The single most important thing in a Machine Learning application (in the fields I know at least) is to establish the use case. Whose "sentiment" is this? What does it add to well-known market prices? Are robots better at "sentiment" than humans now, really?
Too often, a "sentiment" indicator is there for lack of a better word and, sometimes, of a proper thinking about the concept and goal.
Let's take an example
Someone builds a "sentiment" indicator aggregating all sorts of news about a few companies, using Natural Language Processing. It correlates well with stock prices.
Now, looking at the data a bit more closely, it appears that a good portion of these news relate with the stock price itself, like:
- "Company X rose 5% yesterday on the back of..."
- "Traders turned negative on Company Y".
There may or may not be a new external reason mentioned in the article.
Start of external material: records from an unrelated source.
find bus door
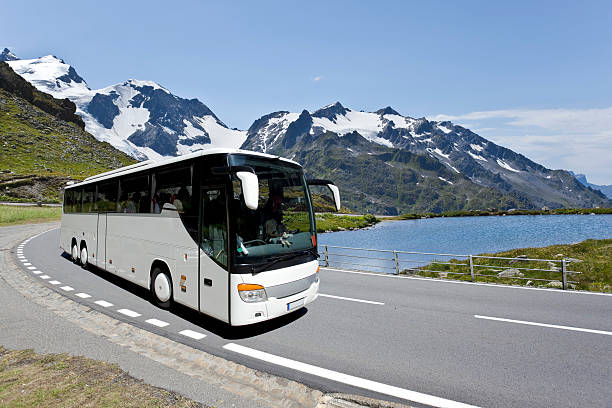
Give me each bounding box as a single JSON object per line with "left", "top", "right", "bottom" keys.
{"left": 199, "top": 185, "right": 229, "bottom": 322}
{"left": 97, "top": 213, "right": 107, "bottom": 270}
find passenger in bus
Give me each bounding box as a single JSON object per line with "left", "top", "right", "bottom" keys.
{"left": 120, "top": 193, "right": 137, "bottom": 213}
{"left": 264, "top": 194, "right": 288, "bottom": 239}
{"left": 152, "top": 193, "right": 161, "bottom": 214}
{"left": 175, "top": 186, "right": 191, "bottom": 213}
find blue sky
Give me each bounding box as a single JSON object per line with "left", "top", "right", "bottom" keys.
{"left": 3, "top": 0, "right": 612, "bottom": 183}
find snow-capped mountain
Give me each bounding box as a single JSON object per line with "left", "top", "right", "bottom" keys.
{"left": 5, "top": 50, "right": 246, "bottom": 160}
{"left": 242, "top": 102, "right": 610, "bottom": 211}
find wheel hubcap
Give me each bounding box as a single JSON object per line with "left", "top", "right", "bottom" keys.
{"left": 154, "top": 274, "right": 171, "bottom": 302}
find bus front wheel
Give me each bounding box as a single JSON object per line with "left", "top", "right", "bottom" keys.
{"left": 151, "top": 267, "right": 172, "bottom": 309}
{"left": 80, "top": 246, "right": 88, "bottom": 269}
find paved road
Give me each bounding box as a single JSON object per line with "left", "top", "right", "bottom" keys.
{"left": 14, "top": 227, "right": 612, "bottom": 407}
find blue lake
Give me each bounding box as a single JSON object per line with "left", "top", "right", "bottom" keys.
{"left": 319, "top": 214, "right": 612, "bottom": 257}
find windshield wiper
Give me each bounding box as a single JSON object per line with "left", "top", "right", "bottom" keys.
{"left": 251, "top": 249, "right": 317, "bottom": 274}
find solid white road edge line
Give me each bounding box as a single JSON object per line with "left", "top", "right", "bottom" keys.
{"left": 321, "top": 267, "right": 612, "bottom": 297}
{"left": 223, "top": 343, "right": 479, "bottom": 408}
{"left": 117, "top": 309, "right": 141, "bottom": 318}
{"left": 145, "top": 318, "right": 170, "bottom": 328}
{"left": 94, "top": 300, "right": 114, "bottom": 308}
{"left": 179, "top": 329, "right": 206, "bottom": 340}
{"left": 319, "top": 293, "right": 384, "bottom": 305}
{"left": 474, "top": 315, "right": 612, "bottom": 336}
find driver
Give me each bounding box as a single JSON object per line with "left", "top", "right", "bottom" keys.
{"left": 264, "top": 194, "right": 287, "bottom": 238}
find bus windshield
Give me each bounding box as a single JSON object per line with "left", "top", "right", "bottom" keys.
{"left": 228, "top": 155, "right": 316, "bottom": 267}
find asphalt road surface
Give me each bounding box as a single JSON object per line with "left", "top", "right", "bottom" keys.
{"left": 16, "top": 228, "right": 612, "bottom": 407}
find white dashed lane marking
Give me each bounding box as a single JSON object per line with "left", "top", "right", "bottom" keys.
{"left": 39, "top": 275, "right": 50, "bottom": 279}
{"left": 179, "top": 330, "right": 206, "bottom": 340}
{"left": 319, "top": 293, "right": 385, "bottom": 305}
{"left": 94, "top": 300, "right": 114, "bottom": 308}
{"left": 146, "top": 319, "right": 170, "bottom": 328}
{"left": 75, "top": 293, "right": 91, "bottom": 299}
{"left": 49, "top": 280, "right": 61, "bottom": 285}
{"left": 60, "top": 286, "right": 74, "bottom": 291}
{"left": 117, "top": 309, "right": 141, "bottom": 318}
{"left": 474, "top": 315, "right": 612, "bottom": 336}
{"left": 27, "top": 266, "right": 37, "bottom": 270}
{"left": 223, "top": 343, "right": 479, "bottom": 408}
{"left": 32, "top": 271, "right": 42, "bottom": 275}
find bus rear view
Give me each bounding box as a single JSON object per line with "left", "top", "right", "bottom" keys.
{"left": 60, "top": 149, "right": 340, "bottom": 326}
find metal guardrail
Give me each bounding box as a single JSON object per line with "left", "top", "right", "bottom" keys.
{"left": 319, "top": 245, "right": 582, "bottom": 290}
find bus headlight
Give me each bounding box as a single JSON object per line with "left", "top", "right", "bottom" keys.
{"left": 238, "top": 283, "right": 267, "bottom": 303}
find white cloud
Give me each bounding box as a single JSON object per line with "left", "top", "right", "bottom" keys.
{"left": 312, "top": 75, "right": 323, "bottom": 82}
{"left": 432, "top": 107, "right": 612, "bottom": 185}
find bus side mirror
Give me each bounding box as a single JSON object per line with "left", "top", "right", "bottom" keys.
{"left": 236, "top": 171, "right": 259, "bottom": 210}
{"left": 307, "top": 179, "right": 341, "bottom": 212}
{"left": 328, "top": 184, "right": 341, "bottom": 212}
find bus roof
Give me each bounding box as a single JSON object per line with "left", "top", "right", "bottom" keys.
{"left": 67, "top": 147, "right": 300, "bottom": 189}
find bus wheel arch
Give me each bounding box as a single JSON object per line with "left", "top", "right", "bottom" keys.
{"left": 150, "top": 260, "right": 173, "bottom": 309}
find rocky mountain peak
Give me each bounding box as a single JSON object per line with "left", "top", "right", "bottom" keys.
{"left": 312, "top": 101, "right": 348, "bottom": 121}
{"left": 0, "top": 48, "right": 19, "bottom": 61}
{"left": 375, "top": 106, "right": 401, "bottom": 116}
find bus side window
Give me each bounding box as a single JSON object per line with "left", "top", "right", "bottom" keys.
{"left": 154, "top": 166, "right": 193, "bottom": 214}
{"left": 64, "top": 189, "right": 73, "bottom": 213}
{"left": 83, "top": 184, "right": 96, "bottom": 213}
{"left": 98, "top": 181, "right": 118, "bottom": 212}
{"left": 74, "top": 189, "right": 82, "bottom": 213}
{"left": 120, "top": 175, "right": 149, "bottom": 213}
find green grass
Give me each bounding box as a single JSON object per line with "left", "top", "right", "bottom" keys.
{"left": 413, "top": 239, "right": 612, "bottom": 293}
{"left": 0, "top": 347, "right": 201, "bottom": 407}
{"left": 0, "top": 204, "right": 61, "bottom": 226}
{"left": 283, "top": 212, "right": 379, "bottom": 233}
{"left": 314, "top": 213, "right": 378, "bottom": 232}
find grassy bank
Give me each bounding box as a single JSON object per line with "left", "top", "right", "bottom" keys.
{"left": 413, "top": 239, "right": 612, "bottom": 293}
{"left": 314, "top": 213, "right": 379, "bottom": 232}
{"left": 0, "top": 347, "right": 201, "bottom": 407}
{"left": 0, "top": 204, "right": 61, "bottom": 226}
{"left": 392, "top": 207, "right": 612, "bottom": 220}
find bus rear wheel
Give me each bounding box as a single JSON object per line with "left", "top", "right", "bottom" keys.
{"left": 151, "top": 266, "right": 172, "bottom": 309}
{"left": 80, "top": 246, "right": 88, "bottom": 269}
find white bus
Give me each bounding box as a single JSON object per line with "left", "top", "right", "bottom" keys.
{"left": 60, "top": 148, "right": 340, "bottom": 326}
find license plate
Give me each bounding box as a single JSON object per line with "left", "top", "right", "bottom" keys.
{"left": 287, "top": 298, "right": 305, "bottom": 311}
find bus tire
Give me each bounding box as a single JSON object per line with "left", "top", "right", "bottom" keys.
{"left": 151, "top": 266, "right": 172, "bottom": 309}
{"left": 80, "top": 245, "right": 88, "bottom": 269}
{"left": 71, "top": 242, "right": 79, "bottom": 263}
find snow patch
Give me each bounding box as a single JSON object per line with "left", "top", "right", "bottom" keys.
{"left": 470, "top": 143, "right": 484, "bottom": 152}
{"left": 468, "top": 151, "right": 488, "bottom": 162}
{"left": 496, "top": 159, "right": 521, "bottom": 172}
{"left": 438, "top": 125, "right": 452, "bottom": 134}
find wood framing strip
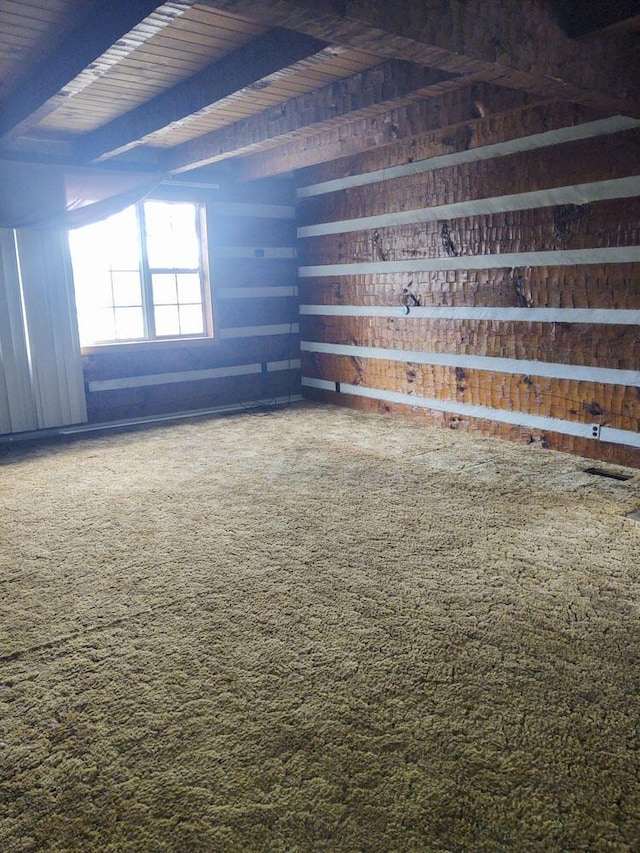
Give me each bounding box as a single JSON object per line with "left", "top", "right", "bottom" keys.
{"left": 82, "top": 336, "right": 300, "bottom": 381}
{"left": 89, "top": 358, "right": 301, "bottom": 391}
{"left": 300, "top": 316, "right": 639, "bottom": 371}
{"left": 300, "top": 341, "right": 640, "bottom": 388}
{"left": 220, "top": 322, "right": 299, "bottom": 338}
{"left": 300, "top": 305, "right": 640, "bottom": 325}
{"left": 300, "top": 378, "right": 640, "bottom": 449}
{"left": 293, "top": 103, "right": 611, "bottom": 187}
{"left": 302, "top": 387, "right": 640, "bottom": 469}
{"left": 300, "top": 196, "right": 640, "bottom": 264}
{"left": 86, "top": 369, "right": 298, "bottom": 423}
{"left": 298, "top": 247, "right": 640, "bottom": 277}
{"left": 301, "top": 351, "right": 640, "bottom": 432}
{"left": 297, "top": 128, "right": 640, "bottom": 227}
{"left": 298, "top": 264, "right": 640, "bottom": 311}
{"left": 297, "top": 116, "right": 640, "bottom": 197}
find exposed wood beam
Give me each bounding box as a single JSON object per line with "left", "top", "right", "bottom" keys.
{"left": 234, "top": 85, "right": 547, "bottom": 180}
{"left": 166, "top": 60, "right": 461, "bottom": 172}
{"left": 0, "top": 1, "right": 195, "bottom": 141}
{"left": 556, "top": 0, "right": 640, "bottom": 37}
{"left": 73, "top": 30, "right": 329, "bottom": 164}
{"left": 197, "top": 0, "right": 640, "bottom": 116}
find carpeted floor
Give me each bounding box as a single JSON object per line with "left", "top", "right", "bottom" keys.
{"left": 1, "top": 401, "right": 639, "bottom": 852}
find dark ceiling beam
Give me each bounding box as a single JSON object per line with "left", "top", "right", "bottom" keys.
{"left": 233, "top": 84, "right": 543, "bottom": 180}
{"left": 555, "top": 0, "right": 640, "bottom": 37}
{"left": 0, "top": 0, "right": 195, "bottom": 141}
{"left": 196, "top": 0, "right": 640, "bottom": 116}
{"left": 73, "top": 30, "right": 329, "bottom": 164}
{"left": 165, "top": 60, "right": 461, "bottom": 172}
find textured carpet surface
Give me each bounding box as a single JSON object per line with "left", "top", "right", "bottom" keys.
{"left": 1, "top": 402, "right": 639, "bottom": 852}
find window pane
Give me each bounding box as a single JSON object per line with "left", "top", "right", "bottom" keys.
{"left": 86, "top": 308, "right": 117, "bottom": 345}
{"left": 154, "top": 305, "right": 180, "bottom": 337}
{"left": 177, "top": 273, "right": 201, "bottom": 303}
{"left": 74, "top": 270, "right": 112, "bottom": 313}
{"left": 70, "top": 207, "right": 140, "bottom": 271}
{"left": 179, "top": 304, "right": 204, "bottom": 335}
{"left": 152, "top": 273, "right": 177, "bottom": 305}
{"left": 91, "top": 272, "right": 114, "bottom": 308}
{"left": 69, "top": 200, "right": 211, "bottom": 346}
{"left": 107, "top": 207, "right": 141, "bottom": 269}
{"left": 114, "top": 307, "right": 144, "bottom": 340}
{"left": 144, "top": 201, "right": 199, "bottom": 269}
{"left": 112, "top": 271, "right": 142, "bottom": 307}
{"left": 70, "top": 205, "right": 142, "bottom": 345}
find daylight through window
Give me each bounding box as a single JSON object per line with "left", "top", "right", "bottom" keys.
{"left": 69, "top": 200, "right": 210, "bottom": 346}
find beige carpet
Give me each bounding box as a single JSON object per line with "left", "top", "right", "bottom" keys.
{"left": 1, "top": 401, "right": 639, "bottom": 852}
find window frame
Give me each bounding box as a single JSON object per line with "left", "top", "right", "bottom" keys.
{"left": 72, "top": 198, "right": 214, "bottom": 352}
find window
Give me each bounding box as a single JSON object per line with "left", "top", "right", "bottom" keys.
{"left": 69, "top": 200, "right": 211, "bottom": 347}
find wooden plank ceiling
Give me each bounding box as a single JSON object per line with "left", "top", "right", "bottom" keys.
{"left": 0, "top": 0, "right": 638, "bottom": 181}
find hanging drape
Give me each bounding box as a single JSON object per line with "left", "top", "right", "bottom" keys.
{"left": 0, "top": 158, "right": 164, "bottom": 230}
{"left": 0, "top": 158, "right": 165, "bottom": 434}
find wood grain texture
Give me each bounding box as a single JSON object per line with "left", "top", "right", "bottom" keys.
{"left": 196, "top": 0, "right": 639, "bottom": 114}
{"left": 298, "top": 264, "right": 640, "bottom": 310}
{"left": 299, "top": 197, "right": 640, "bottom": 266}
{"left": 302, "top": 351, "right": 640, "bottom": 433}
{"left": 0, "top": 1, "right": 195, "bottom": 139}
{"left": 300, "top": 316, "right": 638, "bottom": 372}
{"left": 74, "top": 30, "right": 330, "bottom": 162}
{"left": 303, "top": 387, "right": 640, "bottom": 468}
{"left": 293, "top": 102, "right": 607, "bottom": 187}
{"left": 167, "top": 60, "right": 461, "bottom": 171}
{"left": 239, "top": 84, "right": 541, "bottom": 179}
{"left": 297, "top": 129, "right": 640, "bottom": 226}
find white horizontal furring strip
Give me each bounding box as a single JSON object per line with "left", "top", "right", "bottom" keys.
{"left": 299, "top": 246, "right": 640, "bottom": 277}
{"left": 304, "top": 377, "right": 336, "bottom": 392}
{"left": 208, "top": 202, "right": 295, "bottom": 219}
{"left": 89, "top": 364, "right": 261, "bottom": 392}
{"left": 301, "top": 378, "right": 640, "bottom": 449}
{"left": 218, "top": 286, "right": 298, "bottom": 299}
{"left": 600, "top": 426, "right": 640, "bottom": 448}
{"left": 268, "top": 359, "right": 302, "bottom": 372}
{"left": 88, "top": 359, "right": 302, "bottom": 392}
{"left": 296, "top": 116, "right": 640, "bottom": 198}
{"left": 297, "top": 176, "right": 640, "bottom": 238}
{"left": 220, "top": 323, "right": 299, "bottom": 339}
{"left": 299, "top": 305, "right": 640, "bottom": 325}
{"left": 212, "top": 247, "right": 297, "bottom": 259}
{"left": 300, "top": 340, "right": 640, "bottom": 387}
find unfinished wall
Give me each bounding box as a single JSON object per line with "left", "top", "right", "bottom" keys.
{"left": 297, "top": 103, "right": 640, "bottom": 467}
{"left": 83, "top": 178, "right": 300, "bottom": 424}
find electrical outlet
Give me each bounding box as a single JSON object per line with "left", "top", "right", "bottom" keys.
{"left": 591, "top": 423, "right": 601, "bottom": 440}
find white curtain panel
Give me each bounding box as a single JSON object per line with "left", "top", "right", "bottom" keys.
{"left": 0, "top": 227, "right": 87, "bottom": 434}
{"left": 0, "top": 158, "right": 164, "bottom": 435}
{"left": 0, "top": 159, "right": 163, "bottom": 229}
{"left": 0, "top": 229, "right": 38, "bottom": 433}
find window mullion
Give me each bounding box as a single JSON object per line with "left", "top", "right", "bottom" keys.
{"left": 137, "top": 203, "right": 155, "bottom": 339}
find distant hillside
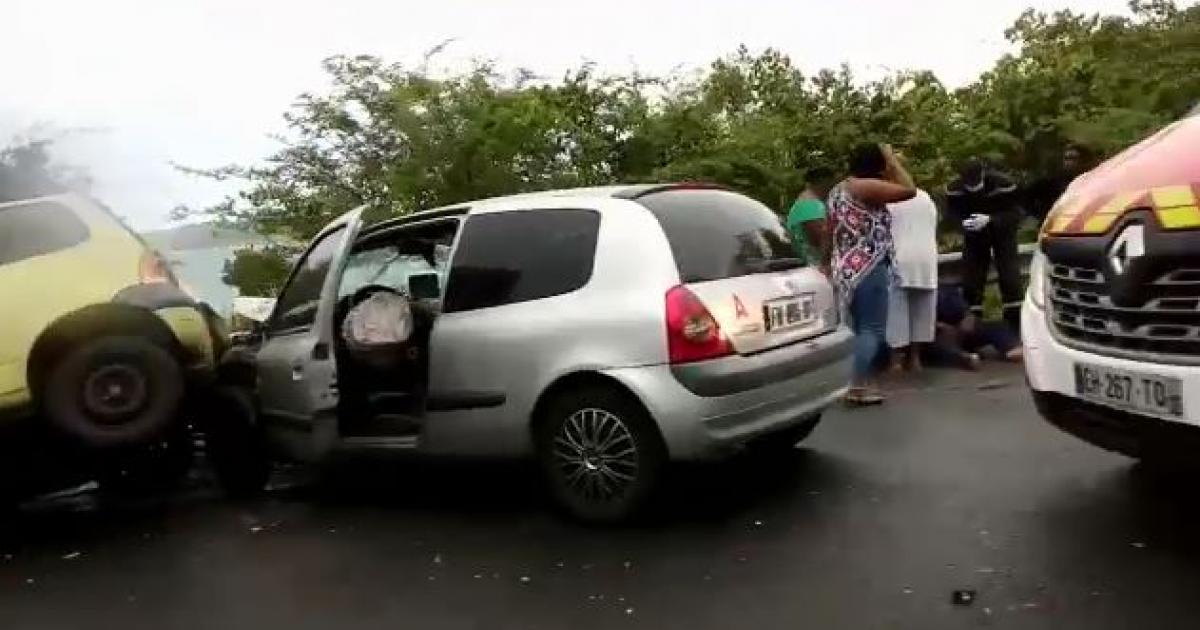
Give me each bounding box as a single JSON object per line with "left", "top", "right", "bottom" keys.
{"left": 142, "top": 223, "right": 269, "bottom": 252}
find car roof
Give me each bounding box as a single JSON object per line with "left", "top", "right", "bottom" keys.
{"left": 359, "top": 182, "right": 728, "bottom": 237}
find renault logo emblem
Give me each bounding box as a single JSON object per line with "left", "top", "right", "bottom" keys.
{"left": 1108, "top": 224, "right": 1145, "bottom": 276}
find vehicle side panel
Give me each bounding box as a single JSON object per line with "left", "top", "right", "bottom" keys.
{"left": 0, "top": 195, "right": 144, "bottom": 407}
{"left": 421, "top": 198, "right": 679, "bottom": 457}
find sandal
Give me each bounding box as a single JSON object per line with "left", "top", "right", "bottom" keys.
{"left": 844, "top": 388, "right": 886, "bottom": 407}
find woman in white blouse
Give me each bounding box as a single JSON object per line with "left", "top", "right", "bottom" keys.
{"left": 886, "top": 189, "right": 940, "bottom": 372}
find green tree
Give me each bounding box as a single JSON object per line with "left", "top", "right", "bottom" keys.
{"left": 222, "top": 247, "right": 292, "bottom": 297}
{"left": 178, "top": 1, "right": 1200, "bottom": 246}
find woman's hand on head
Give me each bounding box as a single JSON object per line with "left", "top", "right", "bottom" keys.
{"left": 846, "top": 177, "right": 917, "bottom": 206}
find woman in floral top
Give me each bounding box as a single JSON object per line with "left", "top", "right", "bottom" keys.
{"left": 826, "top": 144, "right": 917, "bottom": 405}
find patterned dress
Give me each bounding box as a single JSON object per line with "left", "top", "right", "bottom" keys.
{"left": 826, "top": 181, "right": 896, "bottom": 308}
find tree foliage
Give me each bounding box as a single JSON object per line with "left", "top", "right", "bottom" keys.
{"left": 221, "top": 247, "right": 293, "bottom": 297}
{"left": 0, "top": 140, "right": 74, "bottom": 202}
{"left": 181, "top": 1, "right": 1200, "bottom": 241}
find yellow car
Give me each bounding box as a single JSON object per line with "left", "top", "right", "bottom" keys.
{"left": 0, "top": 193, "right": 222, "bottom": 502}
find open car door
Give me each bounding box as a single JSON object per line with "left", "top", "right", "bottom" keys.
{"left": 256, "top": 208, "right": 365, "bottom": 461}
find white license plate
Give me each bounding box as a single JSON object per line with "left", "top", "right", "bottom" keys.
{"left": 1074, "top": 363, "right": 1184, "bottom": 418}
{"left": 763, "top": 294, "right": 816, "bottom": 333}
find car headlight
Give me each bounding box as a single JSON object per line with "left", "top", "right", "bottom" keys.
{"left": 1028, "top": 249, "right": 1048, "bottom": 310}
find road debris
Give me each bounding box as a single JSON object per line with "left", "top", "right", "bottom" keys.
{"left": 625, "top": 608, "right": 635, "bottom": 615}
{"left": 902, "top": 586, "right": 914, "bottom": 595}
{"left": 1131, "top": 541, "right": 1147, "bottom": 549}
{"left": 519, "top": 576, "right": 531, "bottom": 584}
{"left": 432, "top": 553, "right": 443, "bottom": 565}
{"left": 952, "top": 589, "right": 977, "bottom": 606}
{"left": 61, "top": 551, "right": 82, "bottom": 560}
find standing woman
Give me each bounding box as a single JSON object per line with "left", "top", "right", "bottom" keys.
{"left": 886, "top": 187, "right": 940, "bottom": 372}
{"left": 827, "top": 144, "right": 917, "bottom": 405}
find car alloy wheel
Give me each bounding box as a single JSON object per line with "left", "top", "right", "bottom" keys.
{"left": 552, "top": 407, "right": 640, "bottom": 504}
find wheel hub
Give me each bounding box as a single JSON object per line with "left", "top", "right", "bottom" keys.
{"left": 552, "top": 408, "right": 639, "bottom": 504}
{"left": 83, "top": 363, "right": 148, "bottom": 422}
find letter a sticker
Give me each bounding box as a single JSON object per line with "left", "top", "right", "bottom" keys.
{"left": 733, "top": 294, "right": 748, "bottom": 319}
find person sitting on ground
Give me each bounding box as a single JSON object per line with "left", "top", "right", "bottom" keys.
{"left": 929, "top": 284, "right": 1024, "bottom": 370}
{"left": 786, "top": 165, "right": 837, "bottom": 269}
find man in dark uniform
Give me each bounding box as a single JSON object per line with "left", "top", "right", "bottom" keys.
{"left": 946, "top": 158, "right": 1023, "bottom": 331}
{"left": 1026, "top": 144, "right": 1096, "bottom": 222}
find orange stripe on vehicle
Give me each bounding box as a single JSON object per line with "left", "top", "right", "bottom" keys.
{"left": 1098, "top": 190, "right": 1143, "bottom": 215}
{"left": 1065, "top": 196, "right": 1112, "bottom": 233}
{"left": 1082, "top": 214, "right": 1118, "bottom": 233}
{"left": 1150, "top": 185, "right": 1196, "bottom": 209}
{"left": 1046, "top": 196, "right": 1086, "bottom": 233}
{"left": 1076, "top": 190, "right": 1142, "bottom": 234}
{"left": 1156, "top": 205, "right": 1200, "bottom": 229}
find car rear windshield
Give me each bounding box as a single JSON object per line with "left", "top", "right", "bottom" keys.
{"left": 638, "top": 188, "right": 797, "bottom": 283}
{"left": 0, "top": 200, "right": 90, "bottom": 266}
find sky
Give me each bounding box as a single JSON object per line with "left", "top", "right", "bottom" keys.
{"left": 2, "top": 0, "right": 1132, "bottom": 230}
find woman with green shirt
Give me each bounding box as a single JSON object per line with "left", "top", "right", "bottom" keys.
{"left": 786, "top": 166, "right": 836, "bottom": 268}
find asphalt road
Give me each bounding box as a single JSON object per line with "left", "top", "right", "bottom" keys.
{"left": 3, "top": 363, "right": 1200, "bottom": 630}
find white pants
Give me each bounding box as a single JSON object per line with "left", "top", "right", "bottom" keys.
{"left": 887, "top": 287, "right": 936, "bottom": 348}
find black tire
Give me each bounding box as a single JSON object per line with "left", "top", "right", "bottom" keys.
{"left": 749, "top": 415, "right": 822, "bottom": 456}
{"left": 97, "top": 424, "right": 194, "bottom": 496}
{"left": 535, "top": 385, "right": 666, "bottom": 524}
{"left": 205, "top": 386, "right": 270, "bottom": 499}
{"left": 42, "top": 336, "right": 183, "bottom": 449}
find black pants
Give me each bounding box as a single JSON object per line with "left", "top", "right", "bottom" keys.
{"left": 962, "top": 210, "right": 1023, "bottom": 331}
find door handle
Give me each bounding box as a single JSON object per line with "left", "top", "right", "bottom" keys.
{"left": 291, "top": 363, "right": 305, "bottom": 381}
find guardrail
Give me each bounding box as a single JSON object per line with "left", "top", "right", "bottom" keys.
{"left": 937, "top": 242, "right": 1037, "bottom": 285}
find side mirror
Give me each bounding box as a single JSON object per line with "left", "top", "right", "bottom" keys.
{"left": 408, "top": 273, "right": 441, "bottom": 300}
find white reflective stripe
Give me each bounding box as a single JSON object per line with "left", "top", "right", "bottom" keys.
{"left": 1003, "top": 301, "right": 1024, "bottom": 308}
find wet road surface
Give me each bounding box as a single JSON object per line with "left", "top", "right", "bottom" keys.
{"left": 4, "top": 363, "right": 1200, "bottom": 629}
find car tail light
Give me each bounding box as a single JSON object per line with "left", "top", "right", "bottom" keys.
{"left": 665, "top": 285, "right": 733, "bottom": 364}
{"left": 139, "top": 250, "right": 178, "bottom": 286}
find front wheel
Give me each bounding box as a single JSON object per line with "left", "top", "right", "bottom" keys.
{"left": 535, "top": 386, "right": 665, "bottom": 523}
{"left": 204, "top": 387, "right": 270, "bottom": 498}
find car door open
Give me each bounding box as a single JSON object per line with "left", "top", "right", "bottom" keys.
{"left": 256, "top": 207, "right": 365, "bottom": 461}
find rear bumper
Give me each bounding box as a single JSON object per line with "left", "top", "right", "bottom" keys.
{"left": 1023, "top": 298, "right": 1200, "bottom": 457}
{"left": 605, "top": 327, "right": 853, "bottom": 459}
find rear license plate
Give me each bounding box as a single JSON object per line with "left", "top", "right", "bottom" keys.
{"left": 1073, "top": 363, "right": 1184, "bottom": 418}
{"left": 763, "top": 294, "right": 816, "bottom": 333}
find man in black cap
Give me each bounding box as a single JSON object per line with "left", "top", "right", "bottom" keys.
{"left": 946, "top": 158, "right": 1023, "bottom": 331}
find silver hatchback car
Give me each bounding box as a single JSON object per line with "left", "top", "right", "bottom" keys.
{"left": 232, "top": 184, "right": 853, "bottom": 521}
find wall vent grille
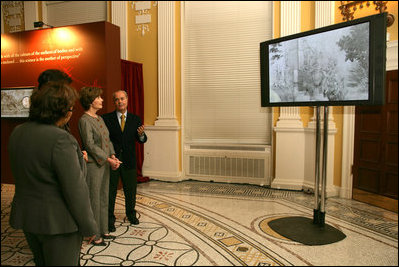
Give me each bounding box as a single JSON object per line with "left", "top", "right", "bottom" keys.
{"left": 184, "top": 144, "right": 271, "bottom": 185}
{"left": 189, "top": 156, "right": 265, "bottom": 178}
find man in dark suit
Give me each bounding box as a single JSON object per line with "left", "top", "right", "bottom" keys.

That can be a recipe for disaster. The whole "correlation" with stock prices may well be coming from this type of news. In our experience, they can represent a surprisingly large share of the sample.
These news really need to be taken out of the sample. Then, if there is still a good "correlation" between what's left of the sentiment and stock prices, we have got something to work with.
If not, "sentiment" is just a stock prices lagging indicator, by about a day or so. The correlation with stocks is a spurious relationship.
When we aggregate inflation news in the News Inflation Pressure Indices, we have a special model trained to detect the news about official inflation releases, to take them out of our sample.
It's not a nice-to-have feature: it must be done. To put the numbers out: these news represent around 22% of our sample. We have 1.3 million news which relate with inflation, over a three-years period. Of these, just over 100k are selected to be inflation relevant. And of these, 22k need to be taken out because they relate with inflation releases.
If we were not to do that, we'd have a spurious indicator.
What's the bottom line?
It's not because we do Machine Learning that we should not think about a model strategy.
Data Science should start with... knowing the data, which requires field expertise. To build a useful Machine Learning model, the data scientist and the analyst need to work together.